Recently, progressive Catholics met in Detroit and issued calls for a married clergy and the ordination of women priests. In a very timely article Samuel Gregg, research director at the Acton Institute, addresses the progressive Catholics who “sit rather loosely with Catholic teaching on questions like life and marriage” and how they are continuing “to press what is often a hyper-politicized understanding of the gospel.” Gregg’s article appearing in Crisis Magazine.
The roots of the progressive Catholic’s problems may lie in the view of hell:
Perhaps it has something to do with the eternal quest for “relevance” that’s often fuelled by living in hothouses like Washington, D.C. In some cases, it might be ambitions of a political appointment. While such factors shouldn’t be discounted, deeper theological influences may be at work. Though it’s impolitic to say so, one such pressure may be the effective denial of the reality of hell that has become part of much contemporary Christian life.
Hell is not a comfortable subject. The idea that we can, by virtue of one or more of our free choices, potentially separate ourselves eternally from God’s love is frightening.
But the reality of hell and that it will be populated by those who fail to choose to repent of such choices (we don’t know the identity or number of such people, and pray and hope we won’t be among them) is firmly attested to by Scripture and Tradition. St. Augustine’s City of God devotes several chapters to affirming these truths. The Catechism of the Catholic Church refers specifically to those who die in a state of mortal sin enduring “eternal separation from God.”
Moreover, from the standpoint of reason, hell is a logical side effect of God’s willingness to let us choose whether or not to live in His Truth.

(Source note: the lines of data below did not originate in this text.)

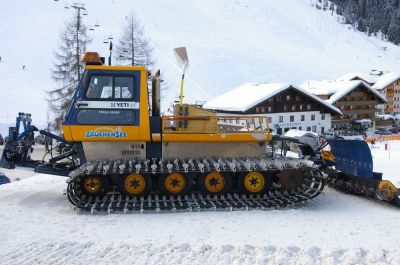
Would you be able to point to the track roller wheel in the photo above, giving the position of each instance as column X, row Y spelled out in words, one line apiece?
column 215, row 183
column 290, row 179
column 135, row 184
column 95, row 185
column 253, row 182
column 175, row 183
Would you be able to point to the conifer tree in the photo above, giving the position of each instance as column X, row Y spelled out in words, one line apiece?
column 68, row 68
column 133, row 47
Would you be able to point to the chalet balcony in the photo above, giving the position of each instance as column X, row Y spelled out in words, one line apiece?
column 356, row 102
column 361, row 111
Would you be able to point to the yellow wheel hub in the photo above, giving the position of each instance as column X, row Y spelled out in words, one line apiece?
column 134, row 184
column 92, row 185
column 175, row 182
column 386, row 190
column 214, row 182
column 254, row 182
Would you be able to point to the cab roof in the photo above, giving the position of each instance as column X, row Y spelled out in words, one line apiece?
column 115, row 68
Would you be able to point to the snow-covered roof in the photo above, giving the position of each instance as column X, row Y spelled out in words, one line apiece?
column 386, row 79
column 336, row 89
column 371, row 79
column 250, row 94
column 299, row 133
column 386, row 117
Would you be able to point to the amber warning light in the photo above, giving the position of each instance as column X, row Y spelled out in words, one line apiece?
column 92, row 58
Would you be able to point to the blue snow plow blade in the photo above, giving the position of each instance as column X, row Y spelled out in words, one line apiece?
column 4, row 179
column 353, row 157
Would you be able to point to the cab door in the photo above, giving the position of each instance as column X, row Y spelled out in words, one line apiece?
column 106, row 108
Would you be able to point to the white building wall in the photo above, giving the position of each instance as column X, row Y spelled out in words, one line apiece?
column 283, row 120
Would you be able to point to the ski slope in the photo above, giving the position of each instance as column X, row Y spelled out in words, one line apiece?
column 229, row 43
column 39, row 226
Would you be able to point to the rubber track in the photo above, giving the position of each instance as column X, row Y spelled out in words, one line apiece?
column 113, row 201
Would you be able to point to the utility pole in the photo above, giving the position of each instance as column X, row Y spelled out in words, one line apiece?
column 78, row 7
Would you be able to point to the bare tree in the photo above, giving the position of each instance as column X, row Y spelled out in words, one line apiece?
column 133, row 47
column 68, row 67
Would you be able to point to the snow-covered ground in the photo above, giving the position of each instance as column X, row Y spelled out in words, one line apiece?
column 39, row 226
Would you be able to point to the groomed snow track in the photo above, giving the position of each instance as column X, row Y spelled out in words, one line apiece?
column 274, row 197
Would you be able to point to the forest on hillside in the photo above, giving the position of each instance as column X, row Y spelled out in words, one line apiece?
column 369, row 16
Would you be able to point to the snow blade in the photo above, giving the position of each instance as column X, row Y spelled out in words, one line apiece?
column 352, row 157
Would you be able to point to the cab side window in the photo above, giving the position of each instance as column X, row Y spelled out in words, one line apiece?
column 123, row 87
column 109, row 87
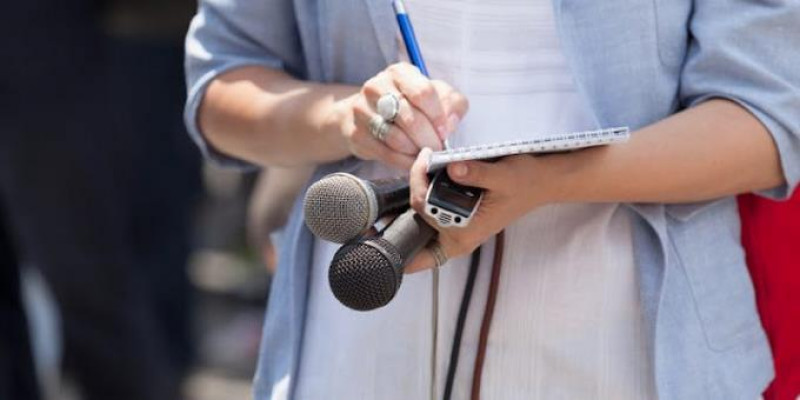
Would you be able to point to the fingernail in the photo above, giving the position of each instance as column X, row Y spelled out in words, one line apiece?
column 459, row 170
column 453, row 121
column 443, row 131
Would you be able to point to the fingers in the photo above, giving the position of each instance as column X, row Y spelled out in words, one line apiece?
column 420, row 91
column 417, row 126
column 418, row 181
column 479, row 174
column 428, row 112
column 456, row 106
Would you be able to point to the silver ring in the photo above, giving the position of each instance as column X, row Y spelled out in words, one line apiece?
column 388, row 106
column 379, row 127
column 439, row 256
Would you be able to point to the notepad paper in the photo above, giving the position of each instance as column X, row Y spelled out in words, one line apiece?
column 542, row 144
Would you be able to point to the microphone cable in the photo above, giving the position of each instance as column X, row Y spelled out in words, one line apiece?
column 462, row 317
column 488, row 313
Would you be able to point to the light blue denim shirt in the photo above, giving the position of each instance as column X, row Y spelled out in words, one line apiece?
column 637, row 61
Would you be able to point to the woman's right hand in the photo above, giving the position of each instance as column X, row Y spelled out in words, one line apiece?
column 429, row 111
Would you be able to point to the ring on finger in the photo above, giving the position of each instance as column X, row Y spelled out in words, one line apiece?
column 379, row 127
column 388, row 106
column 439, row 255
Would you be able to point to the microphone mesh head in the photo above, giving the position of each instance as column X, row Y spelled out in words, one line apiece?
column 363, row 277
column 337, row 208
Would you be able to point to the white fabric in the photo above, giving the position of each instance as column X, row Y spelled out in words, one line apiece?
column 567, row 322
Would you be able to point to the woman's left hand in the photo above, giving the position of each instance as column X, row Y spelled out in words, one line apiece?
column 512, row 187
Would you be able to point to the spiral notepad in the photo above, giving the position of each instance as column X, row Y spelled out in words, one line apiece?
column 545, row 144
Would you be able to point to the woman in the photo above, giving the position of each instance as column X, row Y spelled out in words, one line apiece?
column 623, row 276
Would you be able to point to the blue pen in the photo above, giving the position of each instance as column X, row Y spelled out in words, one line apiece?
column 410, row 40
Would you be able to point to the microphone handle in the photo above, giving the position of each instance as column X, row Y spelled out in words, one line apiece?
column 392, row 194
column 409, row 233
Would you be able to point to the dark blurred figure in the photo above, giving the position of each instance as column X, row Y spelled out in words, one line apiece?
column 98, row 181
column 17, row 373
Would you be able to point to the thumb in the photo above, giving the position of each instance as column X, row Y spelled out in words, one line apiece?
column 474, row 173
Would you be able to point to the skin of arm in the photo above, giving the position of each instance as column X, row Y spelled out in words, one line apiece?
column 712, row 150
column 269, row 118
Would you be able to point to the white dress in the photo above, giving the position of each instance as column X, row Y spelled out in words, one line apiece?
column 567, row 322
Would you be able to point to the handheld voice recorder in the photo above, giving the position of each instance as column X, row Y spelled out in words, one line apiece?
column 449, row 203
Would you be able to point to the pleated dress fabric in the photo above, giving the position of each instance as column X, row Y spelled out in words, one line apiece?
column 568, row 322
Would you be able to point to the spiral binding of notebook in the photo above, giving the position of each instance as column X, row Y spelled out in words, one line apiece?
column 545, row 144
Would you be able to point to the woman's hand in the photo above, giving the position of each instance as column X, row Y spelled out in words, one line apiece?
column 429, row 111
column 512, row 187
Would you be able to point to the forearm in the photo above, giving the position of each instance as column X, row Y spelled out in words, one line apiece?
column 712, row 150
column 269, row 118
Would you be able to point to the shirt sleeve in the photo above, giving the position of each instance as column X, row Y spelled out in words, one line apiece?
column 228, row 34
column 747, row 51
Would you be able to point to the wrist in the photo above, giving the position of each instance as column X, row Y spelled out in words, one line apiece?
column 566, row 178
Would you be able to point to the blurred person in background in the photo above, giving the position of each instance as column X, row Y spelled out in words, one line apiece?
column 293, row 82
column 17, row 373
column 98, row 183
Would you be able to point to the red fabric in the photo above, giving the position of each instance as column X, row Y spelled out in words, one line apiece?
column 771, row 237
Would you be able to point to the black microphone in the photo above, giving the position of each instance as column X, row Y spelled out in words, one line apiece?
column 366, row 273
column 340, row 207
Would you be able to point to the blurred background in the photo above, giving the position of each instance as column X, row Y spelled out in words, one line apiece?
column 129, row 269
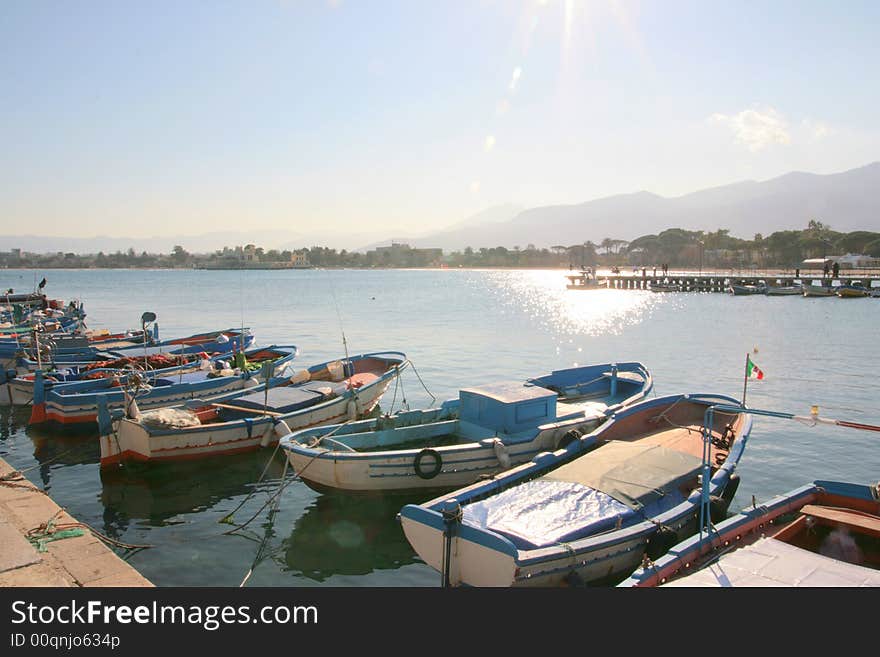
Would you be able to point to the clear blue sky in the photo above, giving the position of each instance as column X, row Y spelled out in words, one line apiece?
column 394, row 118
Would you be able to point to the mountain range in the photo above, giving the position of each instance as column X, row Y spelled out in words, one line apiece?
column 845, row 201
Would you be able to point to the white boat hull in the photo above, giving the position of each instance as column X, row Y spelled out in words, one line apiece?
column 395, row 470
column 130, row 440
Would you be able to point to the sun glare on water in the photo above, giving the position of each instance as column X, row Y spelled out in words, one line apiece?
column 543, row 296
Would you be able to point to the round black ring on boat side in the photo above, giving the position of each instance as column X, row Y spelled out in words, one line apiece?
column 435, row 470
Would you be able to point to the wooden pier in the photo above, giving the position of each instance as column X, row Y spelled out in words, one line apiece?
column 693, row 282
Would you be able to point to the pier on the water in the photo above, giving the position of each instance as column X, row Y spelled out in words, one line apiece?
column 688, row 282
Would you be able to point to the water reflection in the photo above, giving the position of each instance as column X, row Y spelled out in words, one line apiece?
column 159, row 494
column 12, row 419
column 343, row 535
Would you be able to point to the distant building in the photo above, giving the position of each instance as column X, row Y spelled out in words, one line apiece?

God doesn’t will that anyone goes to hell. Hell is, as the philosopher John Finnis writes, “a self-made judgment, the inherent outcome of a sin by which one refuses to remain and grow in friendship with God.”
As a reality, however, hell has disappeared from some Christians’ horizons. This partly owes something to those biblical scholars who have reduced the gospels to “symbols” and “stories,” the “real” meaning of which — so they tell us — actually contradicts what the Church has always understood them to mean.
Gregg explains that we have a choice to live in God’s truth or not. We commits ourselves, actually, to an afterlife in heaven or hell. As a result, as Gregg articulates, we shouldn’t avoid the topic. Instead we should imagine and embrace what salvation really means:
More generally, most Catholics aren’t called to a life of activism (left or right). As part of God’s design, we all have different vocations, the faithful fulfilling of which mysteriously helps, as Vatican II taught, “to prepare the material [materiam] of the kingdom of heaven.”
In other words, eternal life does in fact somehow begin now. Our good works today — what Vatican II called “all the good fruits of our nature and enterprise [industriae],” most notably “human dignity [humanae dignitatis], brotherhood [communionis fraternae] and freedom [libertatis]” — will be taken up, cleansed of sin, and perfected when Christ returns.
None of this makes sense, however, without accepting Catholic teaching about the hope of heaven and hence the alternative of effectively choosing hell. Herein lies the gospel’s ultimate relevance. Embracing it is the path to true freedom, not to mention eternal life.